Greetings Summit Family! Question: What Does the Resignation of Pope Benedict have to do with Classical Education?
It is, perhaps, the most oft-repeated question directed to Classical educators; “Why study Latin?” Author Douglas Wilson cites four reasons, the first of which is that the study of Latin promotes mental discipline. Latin is more precise and structured than English. The study of an inflected, declinable language like Latin is an excellent means of developing rigorous thinking skills. In our culture the cultivation of critical reflection in education is an uphill battle. We would all rather coast downhill than peddle uphill. G.K. Chesterton said that Satan fell from the sheer force of gravity and so we are naturally drawn. Latin is one of the pedals on the bike and we have hills to climb. A second reason for the study of Latin is that it encourages literary appreciation. A great percentage of the written work forming the backbone of Western culture is in Latin, whether it be literary work, theology or scientific treatise. The works of Virgil, Augustine and Copernicus were all written in Latin; the list goes on and on. Though our students may never actually read these great works in the original, an understanding of the parent language will enrich their reading and understanding of the translations. A third reason for the study of Latin is that it leads to a mastery of English. In truth about 80 percent of the vocabulary of the English language comes from Latin or Greek. Studies have shown that students with several years of Latin typically score at least 100 points higher on the verbal portion of the SAT than those who haven’t studied Latin. A fourth reason for the study of Latin is that it helps provide a solid foundation for preparation for either vocational or lay Christian ministry (and the Apostle Paul said that we are all ministers; cf. Eph. 4:10—12). Apart from much of the current lay theology written in the West, the vast majority of the great works of theology and Biblical commentary of the Church have been written in Latin, Catholic and Protestant as well. The culture we are preparing our children to engage is in desperate need of a Godly witness that is articulate, eloquent, gracious and, most of all, informed. I don’t believe we can engage this future intelligently if we don’t understand and properly employ the roots of our past, an understanding of Latin among them.

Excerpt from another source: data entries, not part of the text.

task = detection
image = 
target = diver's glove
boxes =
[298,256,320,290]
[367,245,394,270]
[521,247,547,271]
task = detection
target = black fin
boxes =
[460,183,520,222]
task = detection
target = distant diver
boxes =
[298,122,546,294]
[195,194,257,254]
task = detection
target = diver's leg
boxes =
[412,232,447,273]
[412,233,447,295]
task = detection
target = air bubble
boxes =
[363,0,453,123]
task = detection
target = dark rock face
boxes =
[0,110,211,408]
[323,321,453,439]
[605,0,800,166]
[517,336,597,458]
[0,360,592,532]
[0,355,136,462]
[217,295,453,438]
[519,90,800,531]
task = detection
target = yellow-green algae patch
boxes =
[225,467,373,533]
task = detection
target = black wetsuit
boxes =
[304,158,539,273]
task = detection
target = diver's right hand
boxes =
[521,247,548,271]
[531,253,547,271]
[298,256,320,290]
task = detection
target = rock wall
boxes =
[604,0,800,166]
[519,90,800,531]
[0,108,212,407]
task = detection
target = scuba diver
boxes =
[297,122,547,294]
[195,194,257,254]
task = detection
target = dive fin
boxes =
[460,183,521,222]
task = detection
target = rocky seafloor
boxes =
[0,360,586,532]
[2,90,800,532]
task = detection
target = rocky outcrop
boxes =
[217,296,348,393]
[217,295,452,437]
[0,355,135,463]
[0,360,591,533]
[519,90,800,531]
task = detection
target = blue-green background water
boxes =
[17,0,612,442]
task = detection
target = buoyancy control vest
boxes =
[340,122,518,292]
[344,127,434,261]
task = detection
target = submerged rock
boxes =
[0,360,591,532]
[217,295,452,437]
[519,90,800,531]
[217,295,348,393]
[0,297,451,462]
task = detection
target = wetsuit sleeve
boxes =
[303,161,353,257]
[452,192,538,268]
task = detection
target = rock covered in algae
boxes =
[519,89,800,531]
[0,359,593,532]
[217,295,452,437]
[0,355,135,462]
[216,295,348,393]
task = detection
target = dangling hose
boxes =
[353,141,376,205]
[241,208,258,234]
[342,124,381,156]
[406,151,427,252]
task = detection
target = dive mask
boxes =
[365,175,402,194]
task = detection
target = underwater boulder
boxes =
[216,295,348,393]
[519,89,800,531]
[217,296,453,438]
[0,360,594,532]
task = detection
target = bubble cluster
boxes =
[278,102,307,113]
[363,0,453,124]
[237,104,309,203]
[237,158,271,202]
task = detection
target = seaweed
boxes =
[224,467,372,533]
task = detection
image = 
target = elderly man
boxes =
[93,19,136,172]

On a more benign note I return to my opening question; what does the resignation of Pope Benedict have to do with Classical education? It is interesting that an education in Latin gave Giocanna Chirri, a reporter for an Italian wire service, the scoop on one of the biggest stories of the day. To quote the BBC News Service, Feb. 12, 2013,
“The reporter who broke the news of Pope Benedict XVI’s resignation got the scoop because she understood his announcement in Latin. How much of it is spoken in the Vatican and elsewhere these days? There are not many occasions when a reporter needs a grasp of Latin. But one came on Monday when the Pope made a short announcement. Most of the reporters present had to wait for the Vatican’s official translations into Italian, English and languages that people actually speak. But not Italian wire service reporter Giovanna Chirri, who had clearly been paying attention in secondary school. Her Latin was up to the job and she broke the story of the Pope’s resignation to the world.”

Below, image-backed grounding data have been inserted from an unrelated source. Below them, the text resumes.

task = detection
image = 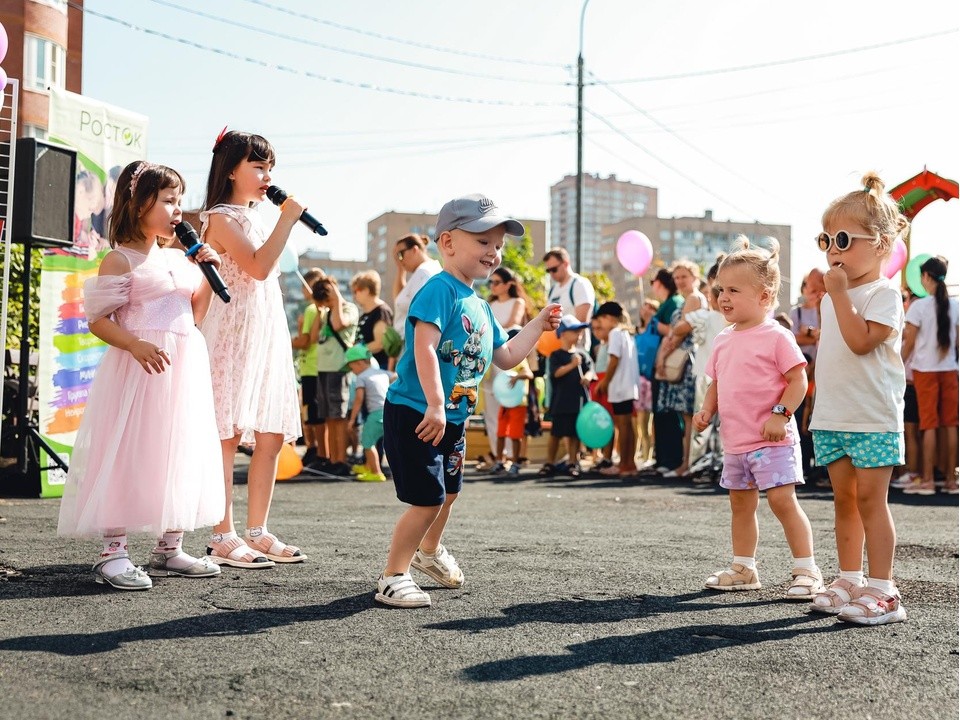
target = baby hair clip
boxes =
[212,125,228,152]
[129,161,147,195]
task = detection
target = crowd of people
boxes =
[53,133,954,624]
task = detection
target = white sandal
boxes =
[206,536,275,569]
[375,573,431,608]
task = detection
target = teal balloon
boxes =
[906,253,932,298]
[278,243,299,273]
[492,371,525,408]
[576,401,614,449]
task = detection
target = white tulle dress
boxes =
[199,205,301,445]
[57,245,226,538]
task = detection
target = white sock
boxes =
[211,530,238,545]
[100,534,134,576]
[867,577,896,595]
[732,555,756,570]
[839,570,866,585]
[792,556,817,571]
[154,531,184,554]
[245,525,268,541]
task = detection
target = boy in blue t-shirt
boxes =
[376,194,561,609]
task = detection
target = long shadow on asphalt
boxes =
[457,613,836,681]
[0,591,372,655]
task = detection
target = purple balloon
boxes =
[616,230,654,276]
[0,23,7,65]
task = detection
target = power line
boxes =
[236,0,568,69]
[594,28,958,84]
[75,4,572,108]
[144,0,569,86]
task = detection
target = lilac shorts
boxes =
[720,444,804,491]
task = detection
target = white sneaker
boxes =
[374,573,431,608]
[891,472,918,489]
[411,544,465,588]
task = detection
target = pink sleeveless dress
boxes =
[57,245,225,538]
[199,205,301,445]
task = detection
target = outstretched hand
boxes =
[537,303,562,332]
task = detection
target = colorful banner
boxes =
[35,89,148,497]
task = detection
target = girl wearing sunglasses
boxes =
[808,172,910,626]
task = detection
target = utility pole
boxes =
[575,0,590,274]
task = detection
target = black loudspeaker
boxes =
[12,138,78,248]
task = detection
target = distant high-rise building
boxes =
[601,210,793,319]
[550,173,658,273]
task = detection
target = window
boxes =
[24,34,66,91]
[34,0,68,12]
[22,124,48,139]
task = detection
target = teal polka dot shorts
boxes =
[812,430,904,469]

Whatever our vocation or avocation, our lives will be enriched by a working knowledge of the language that, more than any other, has framed Western culture. As life-long learners our children will need a well-stocked tool bag–and it is no overstatement to say that Latin is a power tool.

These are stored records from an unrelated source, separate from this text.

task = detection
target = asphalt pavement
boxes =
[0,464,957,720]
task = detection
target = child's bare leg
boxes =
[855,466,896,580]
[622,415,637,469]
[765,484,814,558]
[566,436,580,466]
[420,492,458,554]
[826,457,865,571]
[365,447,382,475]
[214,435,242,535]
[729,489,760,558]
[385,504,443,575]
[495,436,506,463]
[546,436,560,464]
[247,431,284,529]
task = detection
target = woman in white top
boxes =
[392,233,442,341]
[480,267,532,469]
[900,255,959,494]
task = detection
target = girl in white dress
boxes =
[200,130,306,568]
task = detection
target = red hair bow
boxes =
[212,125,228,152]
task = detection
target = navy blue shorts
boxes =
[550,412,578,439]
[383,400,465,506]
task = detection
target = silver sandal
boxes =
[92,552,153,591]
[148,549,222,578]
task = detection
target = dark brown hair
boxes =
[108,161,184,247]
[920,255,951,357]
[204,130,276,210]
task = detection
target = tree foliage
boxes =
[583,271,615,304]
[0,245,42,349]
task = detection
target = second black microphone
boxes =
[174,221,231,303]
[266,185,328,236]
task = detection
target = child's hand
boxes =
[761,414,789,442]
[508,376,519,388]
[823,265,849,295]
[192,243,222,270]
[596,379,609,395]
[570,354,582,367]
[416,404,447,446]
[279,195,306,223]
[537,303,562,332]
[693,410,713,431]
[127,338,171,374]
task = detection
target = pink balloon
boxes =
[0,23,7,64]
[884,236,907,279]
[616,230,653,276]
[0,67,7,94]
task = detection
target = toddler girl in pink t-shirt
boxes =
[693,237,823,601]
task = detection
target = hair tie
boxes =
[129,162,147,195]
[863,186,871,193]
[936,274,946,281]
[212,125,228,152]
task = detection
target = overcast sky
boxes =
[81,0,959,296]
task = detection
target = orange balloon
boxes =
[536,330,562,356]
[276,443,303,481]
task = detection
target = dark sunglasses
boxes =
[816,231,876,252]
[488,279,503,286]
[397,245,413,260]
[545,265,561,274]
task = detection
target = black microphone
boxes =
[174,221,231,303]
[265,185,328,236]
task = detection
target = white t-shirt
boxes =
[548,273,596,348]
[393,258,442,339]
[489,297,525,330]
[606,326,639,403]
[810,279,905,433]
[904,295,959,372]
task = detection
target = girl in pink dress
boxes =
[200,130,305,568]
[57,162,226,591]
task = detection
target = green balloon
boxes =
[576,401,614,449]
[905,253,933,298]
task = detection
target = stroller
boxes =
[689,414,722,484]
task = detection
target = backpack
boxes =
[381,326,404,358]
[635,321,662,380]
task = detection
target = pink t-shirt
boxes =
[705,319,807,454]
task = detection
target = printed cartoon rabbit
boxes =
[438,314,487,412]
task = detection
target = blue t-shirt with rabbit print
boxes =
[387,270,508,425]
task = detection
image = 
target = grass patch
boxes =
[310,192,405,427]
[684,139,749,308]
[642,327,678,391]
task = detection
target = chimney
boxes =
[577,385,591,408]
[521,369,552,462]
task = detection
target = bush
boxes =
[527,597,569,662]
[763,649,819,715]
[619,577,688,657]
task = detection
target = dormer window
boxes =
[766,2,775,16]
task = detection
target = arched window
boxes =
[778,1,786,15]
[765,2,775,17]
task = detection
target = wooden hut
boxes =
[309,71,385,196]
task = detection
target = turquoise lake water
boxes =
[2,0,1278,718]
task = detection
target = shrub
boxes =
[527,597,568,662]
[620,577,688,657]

Heads-up for the coming week:
- At assembly on March 6th there will be a recording of Summit Students saying the Pledge of Allegiance which will later be broadcast on Spirit 105.3 FM (as soon as we know the broadcast date we will tell you).
- Thank you for the great ingathering of items for auction! Keep them coming!
- Thank you Summit families for giving the school your empty printer cartridges/toners Summit was given $112.00 in purchasing credit at Staples simply from dropping off empty ink cartridges and toners given by parents. It would be wonderful if we all continue to give those same items throughout the coming school year. A seemingly small thing that makes a difference in our budget. Empty cartridges can be given to teachers, or can be placed directly into the Cartridge World box in the library.
- Also, please remember that box tops earn money for our school. If you have questions please contact Kelly Wilson at email@example.com.
- We still have an immediate need for recess supervisors!! Open slots are Wednesday at 10:30AM and Monday lunch recess. If any of you could participate in this way it would be great appreciated by our teachers who need this break time for planning.
- Tickets for the auction are still available in Dr. Orton’s office.
- Parents, when you pick up your children please ask them to help police the playground and check to see that they are leaving it in good shape.
- Please continue to PRAY for our school!